Descended from a family of Breton sailors, he was born in 1843 in Saint-Servan, Roulais place, now part of Saint-Malo on the Breton coast, and was orphaned at a young age, in 1849, after the death of his father Jacques Duchesne. Marc Tanguy, a relative, was one of the survivors of 74-gun ship Redoutable at the Battle of Trafalgar in 1805. Louis' brother Jean-Baptiste Duchesne settled in Oregon, and arrived at Oregon City in 1849.

He was ordained to the priesthood in 1867. Louis Duchesne taught for many years in Saint-Brieuc, then went to study in Paris, where he influenced the reformist Alfred Firmin Loisy, a founder of the failed movement to bring Catholicism into sympathy with science, the modern social sciences and philosophy, called "Catholic modernism" which eventually precipitated the crisis in the Church under Pope Pius X in the years around 1907.[1] In 1876 he became a member of the École française in Rome; he eventually became its director. He was an amateur archaeologist and organized expeditions from Rome to Mount Athos, to Syria, and Asia Minor, from which he gained an interest in the early history of the Roman Catholic Church.

In 1887 he published the results of his thesis, followed by the first complete critical edition of the Liber Pontificalis. (Theodor Mommsen was also working on a critical study, but it was never finished). At a difficult time for critical historians applying modern methods to Church history, drawing together archaeology and topography to supplement literature and setting ecclesiastical events with contexts of social history, Abbé Duchesne was in constant correspondence with like-minded historians among the Bollandists, with their long history of critical editions of hagiographies.

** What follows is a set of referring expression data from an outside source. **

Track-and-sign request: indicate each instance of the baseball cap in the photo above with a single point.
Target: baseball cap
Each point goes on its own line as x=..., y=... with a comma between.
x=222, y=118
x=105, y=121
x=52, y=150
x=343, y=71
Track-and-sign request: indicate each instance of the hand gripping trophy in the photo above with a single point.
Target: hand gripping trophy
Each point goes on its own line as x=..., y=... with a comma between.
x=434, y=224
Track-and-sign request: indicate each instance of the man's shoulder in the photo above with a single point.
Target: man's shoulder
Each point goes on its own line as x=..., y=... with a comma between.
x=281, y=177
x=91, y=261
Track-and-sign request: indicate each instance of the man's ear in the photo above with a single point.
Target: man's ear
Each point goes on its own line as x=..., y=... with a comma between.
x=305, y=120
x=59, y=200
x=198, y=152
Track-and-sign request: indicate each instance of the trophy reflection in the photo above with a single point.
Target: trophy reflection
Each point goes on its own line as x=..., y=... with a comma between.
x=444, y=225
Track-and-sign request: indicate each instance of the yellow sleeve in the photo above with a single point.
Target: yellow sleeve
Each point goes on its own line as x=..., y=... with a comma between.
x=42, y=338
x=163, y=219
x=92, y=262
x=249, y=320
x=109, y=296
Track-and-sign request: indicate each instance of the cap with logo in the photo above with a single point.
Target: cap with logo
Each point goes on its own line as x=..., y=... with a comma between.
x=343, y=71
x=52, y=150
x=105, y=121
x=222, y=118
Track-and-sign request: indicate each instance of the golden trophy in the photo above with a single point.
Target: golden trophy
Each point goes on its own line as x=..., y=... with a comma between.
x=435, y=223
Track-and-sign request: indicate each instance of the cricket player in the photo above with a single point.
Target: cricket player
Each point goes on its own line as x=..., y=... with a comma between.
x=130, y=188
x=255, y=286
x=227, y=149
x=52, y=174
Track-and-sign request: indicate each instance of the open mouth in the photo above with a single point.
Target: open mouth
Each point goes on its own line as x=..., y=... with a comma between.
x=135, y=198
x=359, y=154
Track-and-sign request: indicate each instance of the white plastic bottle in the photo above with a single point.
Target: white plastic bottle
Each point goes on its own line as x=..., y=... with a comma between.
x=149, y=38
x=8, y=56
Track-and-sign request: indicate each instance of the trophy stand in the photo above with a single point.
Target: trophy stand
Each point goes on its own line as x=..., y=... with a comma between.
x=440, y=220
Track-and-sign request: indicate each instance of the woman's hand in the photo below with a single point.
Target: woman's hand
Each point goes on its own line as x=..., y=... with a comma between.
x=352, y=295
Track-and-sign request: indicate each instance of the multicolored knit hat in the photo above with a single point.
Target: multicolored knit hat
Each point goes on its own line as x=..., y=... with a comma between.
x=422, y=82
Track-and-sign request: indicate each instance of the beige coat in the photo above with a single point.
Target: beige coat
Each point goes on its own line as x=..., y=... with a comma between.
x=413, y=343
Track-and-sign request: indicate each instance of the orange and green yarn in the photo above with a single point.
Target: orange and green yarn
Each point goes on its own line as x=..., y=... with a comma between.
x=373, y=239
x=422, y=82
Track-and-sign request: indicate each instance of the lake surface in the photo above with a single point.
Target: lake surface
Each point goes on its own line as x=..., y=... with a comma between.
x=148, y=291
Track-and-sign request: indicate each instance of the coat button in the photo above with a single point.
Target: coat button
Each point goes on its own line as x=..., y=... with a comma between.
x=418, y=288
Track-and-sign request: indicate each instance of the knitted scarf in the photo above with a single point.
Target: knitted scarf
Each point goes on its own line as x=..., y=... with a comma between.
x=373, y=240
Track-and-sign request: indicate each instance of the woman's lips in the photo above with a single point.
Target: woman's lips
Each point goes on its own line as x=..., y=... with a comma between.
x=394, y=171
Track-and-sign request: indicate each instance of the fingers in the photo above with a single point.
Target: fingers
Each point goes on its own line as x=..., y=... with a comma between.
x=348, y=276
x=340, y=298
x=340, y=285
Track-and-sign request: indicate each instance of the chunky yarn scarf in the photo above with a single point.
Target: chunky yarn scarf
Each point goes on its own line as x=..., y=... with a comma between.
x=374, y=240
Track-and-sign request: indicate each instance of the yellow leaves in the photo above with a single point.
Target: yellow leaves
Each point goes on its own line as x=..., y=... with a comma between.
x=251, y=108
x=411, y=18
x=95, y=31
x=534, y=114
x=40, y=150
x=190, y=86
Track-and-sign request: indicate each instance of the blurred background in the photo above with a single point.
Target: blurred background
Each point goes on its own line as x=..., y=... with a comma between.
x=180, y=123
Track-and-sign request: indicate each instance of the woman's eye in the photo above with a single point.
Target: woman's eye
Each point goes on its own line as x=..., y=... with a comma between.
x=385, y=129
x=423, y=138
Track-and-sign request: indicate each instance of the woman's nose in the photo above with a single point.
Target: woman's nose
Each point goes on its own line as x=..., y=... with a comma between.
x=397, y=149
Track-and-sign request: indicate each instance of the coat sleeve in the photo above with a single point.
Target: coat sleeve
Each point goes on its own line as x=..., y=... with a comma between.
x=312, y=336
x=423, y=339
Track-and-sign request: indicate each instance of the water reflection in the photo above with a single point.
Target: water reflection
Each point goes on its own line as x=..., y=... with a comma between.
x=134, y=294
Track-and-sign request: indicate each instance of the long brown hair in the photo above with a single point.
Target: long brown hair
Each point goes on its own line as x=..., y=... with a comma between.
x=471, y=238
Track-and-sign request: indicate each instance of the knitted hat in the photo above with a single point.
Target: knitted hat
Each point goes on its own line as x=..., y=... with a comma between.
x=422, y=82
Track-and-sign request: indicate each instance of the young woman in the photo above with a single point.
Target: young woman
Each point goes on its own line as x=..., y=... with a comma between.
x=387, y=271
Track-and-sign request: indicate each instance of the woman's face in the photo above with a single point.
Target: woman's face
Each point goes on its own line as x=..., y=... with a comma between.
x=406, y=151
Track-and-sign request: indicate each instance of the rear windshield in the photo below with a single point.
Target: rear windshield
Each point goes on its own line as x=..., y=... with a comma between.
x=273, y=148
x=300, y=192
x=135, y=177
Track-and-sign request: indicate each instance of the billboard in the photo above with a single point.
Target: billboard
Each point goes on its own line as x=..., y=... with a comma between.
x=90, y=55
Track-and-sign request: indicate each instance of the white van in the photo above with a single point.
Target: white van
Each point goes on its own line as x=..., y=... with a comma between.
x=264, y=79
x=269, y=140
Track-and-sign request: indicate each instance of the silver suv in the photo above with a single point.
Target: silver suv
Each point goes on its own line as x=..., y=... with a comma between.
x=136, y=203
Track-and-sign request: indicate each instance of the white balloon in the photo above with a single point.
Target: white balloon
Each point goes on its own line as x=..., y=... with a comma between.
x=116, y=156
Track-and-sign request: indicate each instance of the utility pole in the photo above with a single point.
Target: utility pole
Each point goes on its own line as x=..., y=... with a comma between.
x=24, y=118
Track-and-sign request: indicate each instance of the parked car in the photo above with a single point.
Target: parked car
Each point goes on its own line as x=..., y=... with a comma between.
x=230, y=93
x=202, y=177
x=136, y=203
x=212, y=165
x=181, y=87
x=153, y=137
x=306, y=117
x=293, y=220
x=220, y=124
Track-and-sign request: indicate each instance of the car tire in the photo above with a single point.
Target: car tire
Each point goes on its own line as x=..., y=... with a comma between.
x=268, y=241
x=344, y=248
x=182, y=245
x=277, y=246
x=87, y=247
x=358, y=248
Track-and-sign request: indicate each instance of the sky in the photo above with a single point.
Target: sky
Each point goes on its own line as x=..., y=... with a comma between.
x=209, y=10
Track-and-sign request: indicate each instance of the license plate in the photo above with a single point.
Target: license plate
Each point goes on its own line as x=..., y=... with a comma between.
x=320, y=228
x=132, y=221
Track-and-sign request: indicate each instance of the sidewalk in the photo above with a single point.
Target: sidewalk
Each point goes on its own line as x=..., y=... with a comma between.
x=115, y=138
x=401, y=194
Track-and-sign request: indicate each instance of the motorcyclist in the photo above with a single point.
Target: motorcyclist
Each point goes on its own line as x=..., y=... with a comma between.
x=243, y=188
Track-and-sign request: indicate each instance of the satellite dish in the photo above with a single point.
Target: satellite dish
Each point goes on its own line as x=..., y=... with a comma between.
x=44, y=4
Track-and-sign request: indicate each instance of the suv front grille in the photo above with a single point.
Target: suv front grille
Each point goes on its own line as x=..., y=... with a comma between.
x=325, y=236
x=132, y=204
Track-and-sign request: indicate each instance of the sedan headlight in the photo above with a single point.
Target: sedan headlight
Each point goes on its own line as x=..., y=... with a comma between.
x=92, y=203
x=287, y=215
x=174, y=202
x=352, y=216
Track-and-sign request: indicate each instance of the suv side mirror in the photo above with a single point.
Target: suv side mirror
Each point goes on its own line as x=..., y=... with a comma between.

He also wrote Les Sources du martyrologe hyéronimien, Origines du culte chrétien (translated as Christian Worship: Its Origin and Evolution and often reprinted), Fastes épiscopaux de l'ancienne Gaule, and Les Premiers temps de l'État pontifical. These works were universally praised, and he was appointed a commander of the Legion of Honor. However, his Histoire ancienne de l'Église, 1906‑11 (translated as Early History of the Christian Church) was considered too modernist by the Church during the "Modernist crisis" and was placed on the Index of Forbidden Books in 1912.

In 1888 he became a member of the Académie des inscriptions et belles-lettres, and in 1910 he was elected to the Académie française. He died in 1922 in Rome and is buried in the cemetery of Saint-Servan.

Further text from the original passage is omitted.